Eine Antwort erübrigt sich. Der Aufmarsch hat symbolischen Wert. Seit
einiger Zeit wird die Rasenfläche im UN-Gebiet als Fußballplatz genutzt,
Spiele zwischen Nord und Süd finden trotzdem nicht statt. Ein
türkisch-zypriotischer Verein darf den Rasen pflegen. Immerhin.
"Seit dem Veto der griechischen Zyprioten ist die Stimmung auf beiden
Seiten sehr schlecht", erzählt Panayi, "auch unter uns Künstlern." Er sieht
ernst aus mit seinen klaren, braunen Augen, den dunklen Locken und dem fein
rasierten Bart, der seine Oberlippe ziert. Manchmal lächelt er
aufgeschlossen. Trotz des gewachsenen Misstrauens, trotz des Desinteresses,
das so viele seiner griechisch-zypriotischen Mitbürger dem Norden
entgegenbringen. Dann sagt er Sätze wie diese: "Wir dürfen keine Hoffnung
mehr in die Politik setzen. Beide Regierungen werden von Jahr zu Jahr
unflexibler und extremer." Gewählt habe er auch zuvor noch nie. Seine
Erfahrung habe ihm gezeigt, dass die Politik in Europa und auf der Insel
die Teilung nur zementiere, dass eine Vereinigung immer weiter entfernt
scheine, leider. Trotzdem hält er an seinem Traum fest: "Vielleicht gelingt
es der Kunst, die Einstellung der Menschen ein wenig zu verändern."

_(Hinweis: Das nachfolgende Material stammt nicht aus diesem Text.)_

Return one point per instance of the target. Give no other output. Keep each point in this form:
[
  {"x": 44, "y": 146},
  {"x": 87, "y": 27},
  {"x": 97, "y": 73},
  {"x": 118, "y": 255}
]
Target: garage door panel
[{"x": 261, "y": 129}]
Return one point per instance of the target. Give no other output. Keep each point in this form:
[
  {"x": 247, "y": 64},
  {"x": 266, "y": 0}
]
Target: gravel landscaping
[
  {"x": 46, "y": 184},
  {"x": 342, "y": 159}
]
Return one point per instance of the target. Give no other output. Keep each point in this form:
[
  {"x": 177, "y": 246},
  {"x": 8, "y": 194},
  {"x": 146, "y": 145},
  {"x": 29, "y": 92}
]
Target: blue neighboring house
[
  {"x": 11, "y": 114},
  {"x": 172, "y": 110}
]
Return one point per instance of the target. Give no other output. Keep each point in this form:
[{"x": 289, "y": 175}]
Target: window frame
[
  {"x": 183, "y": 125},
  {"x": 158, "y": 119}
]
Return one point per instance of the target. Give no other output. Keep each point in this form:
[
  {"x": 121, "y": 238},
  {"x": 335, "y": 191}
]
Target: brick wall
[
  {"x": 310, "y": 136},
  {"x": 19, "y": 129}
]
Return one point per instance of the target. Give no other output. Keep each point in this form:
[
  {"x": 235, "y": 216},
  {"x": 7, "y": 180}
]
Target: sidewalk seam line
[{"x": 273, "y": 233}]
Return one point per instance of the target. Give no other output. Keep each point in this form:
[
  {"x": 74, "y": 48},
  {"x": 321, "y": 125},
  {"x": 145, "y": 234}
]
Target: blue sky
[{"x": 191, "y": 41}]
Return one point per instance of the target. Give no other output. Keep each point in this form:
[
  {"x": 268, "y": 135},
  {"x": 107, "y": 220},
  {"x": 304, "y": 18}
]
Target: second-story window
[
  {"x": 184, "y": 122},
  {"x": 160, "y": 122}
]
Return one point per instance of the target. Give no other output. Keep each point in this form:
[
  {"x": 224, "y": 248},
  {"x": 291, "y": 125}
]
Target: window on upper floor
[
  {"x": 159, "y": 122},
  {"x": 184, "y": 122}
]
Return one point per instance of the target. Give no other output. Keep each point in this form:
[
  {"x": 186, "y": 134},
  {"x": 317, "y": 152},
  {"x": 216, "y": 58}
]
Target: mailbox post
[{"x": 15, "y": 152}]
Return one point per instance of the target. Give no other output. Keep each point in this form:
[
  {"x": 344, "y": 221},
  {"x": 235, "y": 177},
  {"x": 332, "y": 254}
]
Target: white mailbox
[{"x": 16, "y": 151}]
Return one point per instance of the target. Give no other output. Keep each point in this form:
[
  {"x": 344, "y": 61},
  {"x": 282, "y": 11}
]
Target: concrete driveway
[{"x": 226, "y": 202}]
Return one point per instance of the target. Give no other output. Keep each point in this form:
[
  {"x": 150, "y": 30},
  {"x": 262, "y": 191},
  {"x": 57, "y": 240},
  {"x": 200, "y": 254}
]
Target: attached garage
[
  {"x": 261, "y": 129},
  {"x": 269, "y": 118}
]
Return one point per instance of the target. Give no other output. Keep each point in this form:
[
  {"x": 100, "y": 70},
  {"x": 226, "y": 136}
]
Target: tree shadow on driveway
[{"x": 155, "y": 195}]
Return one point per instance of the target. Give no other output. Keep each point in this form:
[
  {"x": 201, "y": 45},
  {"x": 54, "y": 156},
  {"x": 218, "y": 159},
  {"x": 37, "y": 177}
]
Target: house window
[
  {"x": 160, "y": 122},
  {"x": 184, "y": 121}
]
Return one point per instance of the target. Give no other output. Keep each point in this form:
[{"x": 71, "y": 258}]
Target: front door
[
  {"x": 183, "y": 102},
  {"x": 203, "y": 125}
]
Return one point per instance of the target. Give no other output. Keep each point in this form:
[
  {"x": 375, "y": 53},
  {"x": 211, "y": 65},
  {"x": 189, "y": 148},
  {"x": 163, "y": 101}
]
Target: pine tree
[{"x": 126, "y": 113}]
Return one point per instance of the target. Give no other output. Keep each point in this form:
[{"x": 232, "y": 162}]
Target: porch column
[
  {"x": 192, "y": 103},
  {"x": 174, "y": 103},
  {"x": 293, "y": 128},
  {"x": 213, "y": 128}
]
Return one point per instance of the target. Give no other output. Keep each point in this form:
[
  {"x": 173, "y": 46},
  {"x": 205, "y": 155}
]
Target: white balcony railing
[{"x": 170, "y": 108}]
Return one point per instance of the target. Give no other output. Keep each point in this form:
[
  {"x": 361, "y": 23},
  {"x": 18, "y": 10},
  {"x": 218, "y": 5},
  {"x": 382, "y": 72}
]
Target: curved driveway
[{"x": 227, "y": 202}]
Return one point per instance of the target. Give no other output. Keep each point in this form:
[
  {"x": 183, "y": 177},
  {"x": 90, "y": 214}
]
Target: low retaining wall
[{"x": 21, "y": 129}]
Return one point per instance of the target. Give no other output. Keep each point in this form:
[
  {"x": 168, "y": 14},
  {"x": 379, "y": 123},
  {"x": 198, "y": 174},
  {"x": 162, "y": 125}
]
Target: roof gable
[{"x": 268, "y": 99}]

Viele von Panayis Kollegen wollen ihr diese Bürde gar nicht erst aufladen.
Indirekt bestätigt hat sie erst im Sommer dieses Jahres das Scheitern der
geplanten internationalen Kunstbiennale "Manifesta 6", die im Norden und
Süden Zyperns hätte stattfinden sollen. Sie platzte, wie so viele Projekte
zwischen Nord und Süd, als die einzig dauerhafte Einrichtung der
Veranstaltung, eine Kunstschule, im Norden angesiedelt werden sollte. Weil
eine indirekte Anerkennung der Türkischen Republik Nordzypern daraus hätte
abgelesen werden können
Hätte, sollte - es ist der Konjunktiv, der die Geschichte der Insel auch im
ausklingenden Jahr 2006 als strategisches Spiel um territoriale Anerkennung
erzählt. Diverse bikommunale Projekte wie gemeinsame Fernsehsendungen oder
gemischte Chöre, die insbesondere türkisch-zypriotische Politiker wie der
Tourismusamtsleiter als Zeichen ihres guten Willens zur Annäherung gerne
anführen, sind fester Bestandteil der offiziell auf Dialog getrimmten
Attitüde.
Nicholas Panayi, der 1988 sein Kunststudium beendete und dann sieben Jahre
in Tschechien lebte, bleibt trotzdem. Und führt seine Gruppe weiter durch
den Süden Nikosias, vorbei an den griechisch-zypriotischen Grenzbeamten,
die alle locker durchwinken; vorbei an neuesten Mercedes-Taxi-Limousinen,
Gucci- und Prada-Läden, vorbei an den vielen jungen Menschen, die sich auf
den Weg zu Kneipen und Cafés im Zentrum machen. Der EU gehört das
internationale, laute, bunte Leben, von dem sich so viele junge türkische
Zyprioten nur ein paar hundert Meter weiter, jenseits der Grenze, so viel
erwarteten. Schließlich hatte es ihnen ihre eigene Regierung nach dem Sturz
des Präsidenten und Vereinigungsgegners Rauf Denktasch versprochen: endlich
Chancengleichheit, endlich freien Zugang zu internationalen
Bildungsinstitutionen, endlich freie Wahl des Arbeitsplatzes. Endlich Teil
sein jenes Europas, das so stolz ist auf diese Errungenschaften - und es zu
Recht sein darf. Was vielen nun bleibt, ist der Rückzug auf den
Verliererstatus, auf das Beleidigtsein der Ausgeschlossenen.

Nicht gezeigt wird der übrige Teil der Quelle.